First of all, if you want to study the hardware-wallet market, consult the table compiled by regular ForkLog podcast guest Alex Petrov. In the course of evolution, specific devices may change, but the evaluation criteria remain important in themselves:

Current data can be found on BitcoinTalk. But a further important question now arises.

What is known about hacks?

Whether we like it or not, the zero-security principle works without fail. It states: “Any system can be hacked”. The question is the price: if the cost of breaking the system (in broader terms — energy) exceeds the profit, the system is usually left alone. Unless we are talking about destructive attacks.

Therefore it does not matter whether you want to mine gold from tin (which is possible) or hack the Bitcoin network; you should evaluate everything through a simple formula: P(hack) > P(system).

From this, when people talk about hacking seed phrases or extracting them from hardware solutions, they forget to mention how much energy/money will be spent. We should not make that mistake.

With this in mind, let us evaluate two recent cases and their conceptual differences:

Physical breach of the Trezor T: however, this hack also affected older models, as it has long been known, and the remedy lies in appropriate protection via passphrase.
Compromise of the seed phrase in Ledger: in this story, I will say immediately, everything is well, especially the CTO’s explanation. Here the question of relevance is more ideological than architectural.

The difference between the potential compromise of a seed phrase in Ledger and the actual extraction in Trezor is that in the latter we treat it as an inevitable bug (or feature?) of a designed system, akin to how we accept the 51% attack in PoW. But in the former, the breach is effectively a social consensus violation that assumes no one but the user can directly influence their assets (not their value, but ownership and disposal).

That is why I have previously remained on the side of Trezor, although, due to the nature of my work, I use different solutions, and now the above point has pushed me toward even greater diversification of assets.

What else should hardware-wallet owners know?

There are no perfect systems. Here is an outline of the aspects of operation of TROPIC01 and related elements from the same Alex Petrov:

Today Satoshi Labs has advanced discussion of hardware security, but “this is essentially research work, supported by [several market participants], but it is far from a final product.”
Creating a truly secure chip is a big job, requiring solid practical experience in how to build such complex things and how to protect them.
The existence of things like RISC-V is not a panacea.
The present problems of Trezor lie in STM32F, which is cheap but not secure.

Hence I repeat: there are no perfect solutions. But you can still do something.

Security rules

The seed phrase requires both primary and secondary security measures.

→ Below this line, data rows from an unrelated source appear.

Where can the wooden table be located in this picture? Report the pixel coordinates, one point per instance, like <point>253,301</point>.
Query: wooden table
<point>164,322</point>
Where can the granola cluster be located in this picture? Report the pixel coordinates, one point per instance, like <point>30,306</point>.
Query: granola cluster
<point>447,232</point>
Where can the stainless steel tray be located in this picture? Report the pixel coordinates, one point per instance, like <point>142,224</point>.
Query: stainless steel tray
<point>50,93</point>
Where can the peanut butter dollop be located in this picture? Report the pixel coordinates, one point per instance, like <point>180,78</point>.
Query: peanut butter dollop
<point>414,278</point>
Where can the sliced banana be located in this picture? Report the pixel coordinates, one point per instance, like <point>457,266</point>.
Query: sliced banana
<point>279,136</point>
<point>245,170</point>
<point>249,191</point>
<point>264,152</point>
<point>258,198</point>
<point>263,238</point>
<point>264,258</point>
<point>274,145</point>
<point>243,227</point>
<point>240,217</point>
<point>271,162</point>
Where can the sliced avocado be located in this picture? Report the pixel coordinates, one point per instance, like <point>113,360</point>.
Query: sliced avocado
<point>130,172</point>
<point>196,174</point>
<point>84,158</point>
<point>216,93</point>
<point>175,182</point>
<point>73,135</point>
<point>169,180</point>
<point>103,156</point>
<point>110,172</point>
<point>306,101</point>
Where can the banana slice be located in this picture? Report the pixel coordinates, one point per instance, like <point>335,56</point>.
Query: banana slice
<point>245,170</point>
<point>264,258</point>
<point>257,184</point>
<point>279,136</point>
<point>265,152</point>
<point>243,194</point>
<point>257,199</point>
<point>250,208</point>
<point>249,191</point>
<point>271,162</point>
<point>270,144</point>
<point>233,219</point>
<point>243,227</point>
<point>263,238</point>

The difference between them is simple: primary measures have stood the test of time and form the minimum program, while secondary measures continually expand due to the evolution of Web3 services and markets.

Primary measures include:

Storing the seed on two to three alternative sources: usually a paper copy or a metal copy, decentralized storage among trusted people, and, for example, an encrypted a encrypted USB drive in a safe;
The application of digital hygiene rules, even if they seem excessive. A two-part ForkLog Community HUB article (first, second) published on ForkLog Community HUB;
The principle that if something is written from experience and blood, it is not worth rechecking. Seed phrases should never be disclosed to anyone, and the public key should not be either.

As for the Seed & xPUB relationship, I hope it has become clearer.